Les deux hommes semblaient partager un réel plaisir d’être là ensemble et de discuter écriture, lecture et souvenirs d’enfance, tout en sirotant un verre de vin rouge. Ils riaient beaucoup, comme des enfants, et on sentait que la complicité et l’admiration étaient fortes. Chacun a d’ailleurs lu un extrait choisi du dernier livre de l’autre. Dany Laferrière vient d’Haïti et Alain Mabanckou du Congo et ils mettent en avant tous les deux dans leur œuvre, une écriture de l’exil. Loin de leur pays, ils ont été accueillis par un pays d’adoption, mais ils continuent à mettre en scène leurs origines à travers des récits chaleureux et animés. D’ailleurs, Dany a dit ce soir-là qu’ils écrivaient tous les deux dans le présent, tout en regardant constamment le passé, et que la littérature, c’était avant tout parler des vivants et du vrai, pas juste des mots. Alain a précisé que l’écriture était faite de petites croyances plus fortes que la rationalité et qu’en écrivant, on retombait en enfance, en croyant à des choses qu’on ne peut pas toujours expliquer.
Ils ont beaucoup mis en avant le plaisir de la lecture, légitimant malgré eux la puissance de notre blogue littéraire, Le fil rouge. Dany s’est souvenu de la première fois que sa fille a été capable de lire une phrase complète. Il s’est dit qu’elle ne serait plus jamais seule, ni ennuyée, car avoir un livre avec soi, c’est ouvrir les fenêtres de sa maison vers le monde.
Or, le propriétaire de la librairie de Verdun en a profité pour annoncer qu’ils déménageaient dans environ un mois, dans un local beaucoup plus grand. Quelle belle nouvelle pour le monde de la lecture! Et je suis vraiment fière que cet exploit (une librairie indépendante ne ferme pas, mais s’agrandit!) se déroule dans mon quartier, Verdun.

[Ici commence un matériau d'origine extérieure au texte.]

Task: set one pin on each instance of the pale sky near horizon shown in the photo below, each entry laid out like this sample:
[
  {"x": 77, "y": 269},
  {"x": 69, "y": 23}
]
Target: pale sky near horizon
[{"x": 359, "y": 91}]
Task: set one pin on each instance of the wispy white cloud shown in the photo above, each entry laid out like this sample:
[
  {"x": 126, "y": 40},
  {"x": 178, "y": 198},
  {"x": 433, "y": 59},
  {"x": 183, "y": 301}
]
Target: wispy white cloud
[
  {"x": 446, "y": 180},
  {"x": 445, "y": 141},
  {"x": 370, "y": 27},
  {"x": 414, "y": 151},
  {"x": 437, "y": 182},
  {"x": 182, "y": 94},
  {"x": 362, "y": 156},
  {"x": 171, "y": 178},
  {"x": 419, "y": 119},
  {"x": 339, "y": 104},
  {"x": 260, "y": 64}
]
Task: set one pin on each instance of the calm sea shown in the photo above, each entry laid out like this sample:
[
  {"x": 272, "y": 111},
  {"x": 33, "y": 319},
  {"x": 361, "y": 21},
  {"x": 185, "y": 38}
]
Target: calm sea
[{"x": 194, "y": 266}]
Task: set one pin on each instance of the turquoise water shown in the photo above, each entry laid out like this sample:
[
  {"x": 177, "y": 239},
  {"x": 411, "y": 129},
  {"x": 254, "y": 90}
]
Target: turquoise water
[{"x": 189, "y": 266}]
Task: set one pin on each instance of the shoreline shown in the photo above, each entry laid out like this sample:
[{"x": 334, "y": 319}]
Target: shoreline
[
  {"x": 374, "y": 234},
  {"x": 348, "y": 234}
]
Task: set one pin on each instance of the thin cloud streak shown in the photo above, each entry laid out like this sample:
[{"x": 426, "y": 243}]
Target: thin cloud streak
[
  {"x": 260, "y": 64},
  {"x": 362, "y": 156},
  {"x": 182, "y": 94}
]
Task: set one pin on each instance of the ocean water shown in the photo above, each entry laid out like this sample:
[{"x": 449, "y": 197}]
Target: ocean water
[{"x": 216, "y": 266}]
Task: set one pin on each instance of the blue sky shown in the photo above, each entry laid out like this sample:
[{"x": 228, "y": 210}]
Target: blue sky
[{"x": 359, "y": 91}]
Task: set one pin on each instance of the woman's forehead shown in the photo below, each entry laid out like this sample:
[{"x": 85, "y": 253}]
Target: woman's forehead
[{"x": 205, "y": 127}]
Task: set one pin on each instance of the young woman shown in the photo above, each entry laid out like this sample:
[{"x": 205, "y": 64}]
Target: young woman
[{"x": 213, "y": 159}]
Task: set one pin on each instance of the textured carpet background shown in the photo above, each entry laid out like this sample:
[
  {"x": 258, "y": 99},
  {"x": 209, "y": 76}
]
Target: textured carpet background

Cette rencontre m’a donné envie de replonger dans l’œuvre de ces deux grands hommes. Vous pouvez retrouver la critique du tout dernier roman de Dany Laferrière, Tout ce qu’on ne te dira pas, Mongo, ici. Alain Mabanckou reste moins connu au Québec, mais il est décidément un petit bijou original à découvrir. Je conseille de commencer par Verre Cassé ou Demain j’aurai vingt ans.